In fire cupping, burning cotton is placed inside a glass cup, which creates a vacuum as it cools. Fairbanks Daily News-Miner/ZumaPress.com
Cupping, as the practice is called, was performed traditionally in China and other countries, and is now available from acupuncturists, and some chiropractors and massage therapists in the U.S. In the traditional method, called fire cupping, a ball of burning cotton is briefly placed inside a glass cup to heat the air inside, which then creates a partial vacuum as it cools. Newer-style plastic or silicone cups have valves that attach to hand pumps used to create suction.
Until recently, there was scant published evidence in favor of cupping for pain relief. Over the past three years, a handful of new studies have shown it helps relieve back, neck, carpal tunnel and knee pain.
There are a number of theories on how cupping may work to relieve pain. A widely held one is that suction on the skin “increases blood flow to the area and creates a mild immune response,” says Kathleen Lumiere, an assistant professor of acupuncture and oriental medicine at Bastyr University in Kenmore, Wash. It also helps release fascia, connective tissue that can pull on muscles causing pain or limited motion, clinicians say.
Typically cups are on for up to 20 minutes and leave a temporary reddish mark that looks “like rare roast beef,” says Brian K. Nathanson, a Norwalk, Conn., chiropractor who has been doing cupping for about five years.
Some clinicians slide the cups on the body, using them as massage tools in a technique sometimes called running cupping. “People who love deep-tissue massage love cupping,” says Gabrielle Francis, a Manhattan chiropractor and acupuncturist who does both static cupping and running cupping. Both can cause mild discomfort in some patients, clinicians say.
Cupping is an ancient healing art that was traditionally practiced in China, the Middle East and other countries. Corbis
Gwyneth Paltrow caused a stir when she appeared with cupping marks on her back at a movie screening in New York in 2004. Associated Press
The intrepid can opt for “wet cupping,” in which the skin is punctured with a lancet before the cups are applied. The technique, which draws out a small quantity of blood, can have a powerful effect—particularly on areas where you can feel a hard lump of knotted muscles, says Kristine Tohtz, a Chicago chiropractor and acupuncturist who does wet and dry cupping.
Cost of cupping varies widely, from $40 to $100 or more for a half-hour session. It shouldn’t be done on pregnant women, people with heart conditions or people with bleeding disorders, clinicians say. Caution should be used if a person has thin skin that might tear easily.

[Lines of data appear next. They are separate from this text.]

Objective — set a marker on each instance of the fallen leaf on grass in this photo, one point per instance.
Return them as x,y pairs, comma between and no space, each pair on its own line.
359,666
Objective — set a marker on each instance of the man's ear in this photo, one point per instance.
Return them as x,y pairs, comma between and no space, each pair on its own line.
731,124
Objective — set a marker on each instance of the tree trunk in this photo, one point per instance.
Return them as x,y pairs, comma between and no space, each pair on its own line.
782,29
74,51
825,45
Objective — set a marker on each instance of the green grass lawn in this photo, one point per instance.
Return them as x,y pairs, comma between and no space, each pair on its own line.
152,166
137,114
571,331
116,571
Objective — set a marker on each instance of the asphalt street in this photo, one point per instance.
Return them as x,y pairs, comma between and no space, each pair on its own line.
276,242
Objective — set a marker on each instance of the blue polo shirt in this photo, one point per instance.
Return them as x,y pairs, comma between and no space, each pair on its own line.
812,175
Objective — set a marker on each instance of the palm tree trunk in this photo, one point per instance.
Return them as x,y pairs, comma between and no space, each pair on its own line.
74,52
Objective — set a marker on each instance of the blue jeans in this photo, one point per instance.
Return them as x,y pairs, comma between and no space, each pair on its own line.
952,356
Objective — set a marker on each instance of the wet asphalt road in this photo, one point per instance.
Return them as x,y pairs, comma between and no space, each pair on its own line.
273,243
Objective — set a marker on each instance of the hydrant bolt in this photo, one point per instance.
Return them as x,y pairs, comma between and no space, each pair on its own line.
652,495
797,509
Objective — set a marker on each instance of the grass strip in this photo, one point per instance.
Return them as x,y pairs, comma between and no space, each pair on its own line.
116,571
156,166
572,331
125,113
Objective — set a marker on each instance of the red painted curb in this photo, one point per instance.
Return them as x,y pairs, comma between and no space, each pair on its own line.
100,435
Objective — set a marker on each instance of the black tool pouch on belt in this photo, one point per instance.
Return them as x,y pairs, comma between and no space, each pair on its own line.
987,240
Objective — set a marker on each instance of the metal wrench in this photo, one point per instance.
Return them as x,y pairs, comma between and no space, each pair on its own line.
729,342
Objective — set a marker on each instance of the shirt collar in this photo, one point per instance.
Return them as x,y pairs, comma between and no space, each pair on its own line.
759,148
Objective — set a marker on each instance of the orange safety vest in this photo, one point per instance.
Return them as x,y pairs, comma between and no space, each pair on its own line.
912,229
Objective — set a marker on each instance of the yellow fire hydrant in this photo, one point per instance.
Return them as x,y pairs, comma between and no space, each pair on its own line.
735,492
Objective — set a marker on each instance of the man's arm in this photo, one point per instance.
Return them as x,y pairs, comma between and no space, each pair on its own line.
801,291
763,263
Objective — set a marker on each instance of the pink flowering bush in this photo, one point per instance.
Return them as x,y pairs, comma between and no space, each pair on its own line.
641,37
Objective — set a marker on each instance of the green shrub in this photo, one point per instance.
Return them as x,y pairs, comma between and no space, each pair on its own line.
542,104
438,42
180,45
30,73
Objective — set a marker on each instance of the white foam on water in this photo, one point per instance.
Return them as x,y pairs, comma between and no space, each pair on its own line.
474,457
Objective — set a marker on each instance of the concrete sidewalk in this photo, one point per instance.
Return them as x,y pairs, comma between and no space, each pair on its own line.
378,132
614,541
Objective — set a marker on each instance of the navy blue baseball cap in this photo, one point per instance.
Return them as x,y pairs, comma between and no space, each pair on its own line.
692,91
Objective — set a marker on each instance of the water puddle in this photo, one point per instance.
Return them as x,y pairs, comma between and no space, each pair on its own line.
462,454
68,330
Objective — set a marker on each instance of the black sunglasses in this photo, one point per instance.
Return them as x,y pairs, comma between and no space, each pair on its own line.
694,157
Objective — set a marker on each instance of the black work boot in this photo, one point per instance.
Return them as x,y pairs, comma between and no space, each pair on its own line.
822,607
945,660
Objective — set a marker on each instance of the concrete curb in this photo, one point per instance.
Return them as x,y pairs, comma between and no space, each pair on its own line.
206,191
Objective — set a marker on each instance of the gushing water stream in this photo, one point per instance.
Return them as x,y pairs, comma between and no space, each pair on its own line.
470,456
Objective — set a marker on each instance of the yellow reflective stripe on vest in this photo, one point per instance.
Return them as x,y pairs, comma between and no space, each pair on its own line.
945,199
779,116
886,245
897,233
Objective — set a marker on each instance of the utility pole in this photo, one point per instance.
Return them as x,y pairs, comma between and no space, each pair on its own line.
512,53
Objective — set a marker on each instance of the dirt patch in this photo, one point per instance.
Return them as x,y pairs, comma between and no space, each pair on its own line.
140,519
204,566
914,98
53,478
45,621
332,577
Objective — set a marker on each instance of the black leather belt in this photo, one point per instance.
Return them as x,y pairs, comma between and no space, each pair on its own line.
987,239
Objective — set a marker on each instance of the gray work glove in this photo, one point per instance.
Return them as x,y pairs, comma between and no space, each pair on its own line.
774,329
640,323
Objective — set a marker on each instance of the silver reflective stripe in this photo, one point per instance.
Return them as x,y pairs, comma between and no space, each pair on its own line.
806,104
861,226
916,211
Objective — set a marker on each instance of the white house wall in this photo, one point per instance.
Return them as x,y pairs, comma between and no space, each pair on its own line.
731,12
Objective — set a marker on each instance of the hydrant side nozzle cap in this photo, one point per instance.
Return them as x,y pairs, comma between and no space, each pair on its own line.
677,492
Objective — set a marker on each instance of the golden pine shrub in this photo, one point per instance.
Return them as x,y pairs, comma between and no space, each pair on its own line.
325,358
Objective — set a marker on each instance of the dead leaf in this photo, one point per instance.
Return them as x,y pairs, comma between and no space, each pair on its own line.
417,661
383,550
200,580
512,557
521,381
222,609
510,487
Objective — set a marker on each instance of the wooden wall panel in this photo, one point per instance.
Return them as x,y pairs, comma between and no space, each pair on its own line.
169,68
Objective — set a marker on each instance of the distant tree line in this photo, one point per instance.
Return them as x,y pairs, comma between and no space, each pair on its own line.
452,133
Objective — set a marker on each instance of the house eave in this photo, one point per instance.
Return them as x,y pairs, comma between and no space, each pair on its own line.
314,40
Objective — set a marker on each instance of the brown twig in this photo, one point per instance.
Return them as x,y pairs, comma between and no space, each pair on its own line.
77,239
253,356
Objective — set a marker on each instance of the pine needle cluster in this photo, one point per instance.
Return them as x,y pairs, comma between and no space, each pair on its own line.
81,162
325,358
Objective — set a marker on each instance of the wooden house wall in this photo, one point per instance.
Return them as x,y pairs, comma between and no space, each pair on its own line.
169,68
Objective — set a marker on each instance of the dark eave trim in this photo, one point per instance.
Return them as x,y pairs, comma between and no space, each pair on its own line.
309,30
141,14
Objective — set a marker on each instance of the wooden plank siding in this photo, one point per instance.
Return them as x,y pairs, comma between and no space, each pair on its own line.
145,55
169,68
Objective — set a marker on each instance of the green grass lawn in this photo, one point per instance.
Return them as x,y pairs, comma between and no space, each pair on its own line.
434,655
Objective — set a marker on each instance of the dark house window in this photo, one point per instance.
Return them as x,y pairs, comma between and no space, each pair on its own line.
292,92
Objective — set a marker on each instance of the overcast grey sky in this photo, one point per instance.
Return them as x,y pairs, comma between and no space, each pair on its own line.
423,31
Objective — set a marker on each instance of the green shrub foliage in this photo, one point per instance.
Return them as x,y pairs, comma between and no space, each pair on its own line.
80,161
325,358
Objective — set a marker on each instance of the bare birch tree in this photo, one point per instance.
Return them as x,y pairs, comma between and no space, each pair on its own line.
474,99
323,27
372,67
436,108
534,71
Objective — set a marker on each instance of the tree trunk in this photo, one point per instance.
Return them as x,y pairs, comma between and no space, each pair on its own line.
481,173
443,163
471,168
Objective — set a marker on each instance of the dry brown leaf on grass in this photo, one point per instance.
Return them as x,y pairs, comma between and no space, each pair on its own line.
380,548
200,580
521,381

In a study of people with neck pain caused by computer use, “cupping therapy was effective in reducing pain,” says Tae-Hun Kim, a researcher at the Korea Institute of Oriental Medicine in Daejeon, South Korea. The 40-person study, published online in September in the Journal of Occupational Health, found that six cupping sessions over two weeks was more effective on average in relieving pain than a heating pad—and the benefit lasted a month after treatment ended.
But, says Romy Lauche, a scientist at the University of Duisburg-Essen in Essen, Germany, “the studies are very preliminary. We cannot say it has proven its efficacy.”
Dr. Lauche co-authored a 50-person study published last year that found a single wet-cupping treatment on average significantly reduced chronic neck pain three days after the treatment, compared with a control group that had no treatment. Location of the cups varied with each patient but typically was on the trapezius muscle, which spans the neck, shoulders and upper back. In unpublished results, she adds, scientists found the pain relief lasted for months.
In a 40-person German study published in October, cupping therapy significantly relieved knee arthritis pain compared with patients who received no treatment. But the study’s lack of a control group treated with a sham technique “raises questions of whether it is cupping that is really working or if it has a placebo effect,” says David Felson, who directs an arthritis research program at Boston University School of Medicine.
Dr. Lauche agrees that lack of a placebo control is a flaw in the studies. A new study, currently ongoing for fibromyalgia pain, is testing cupping against a sham cup that attaches with adhesive and provides minimal suction, she says.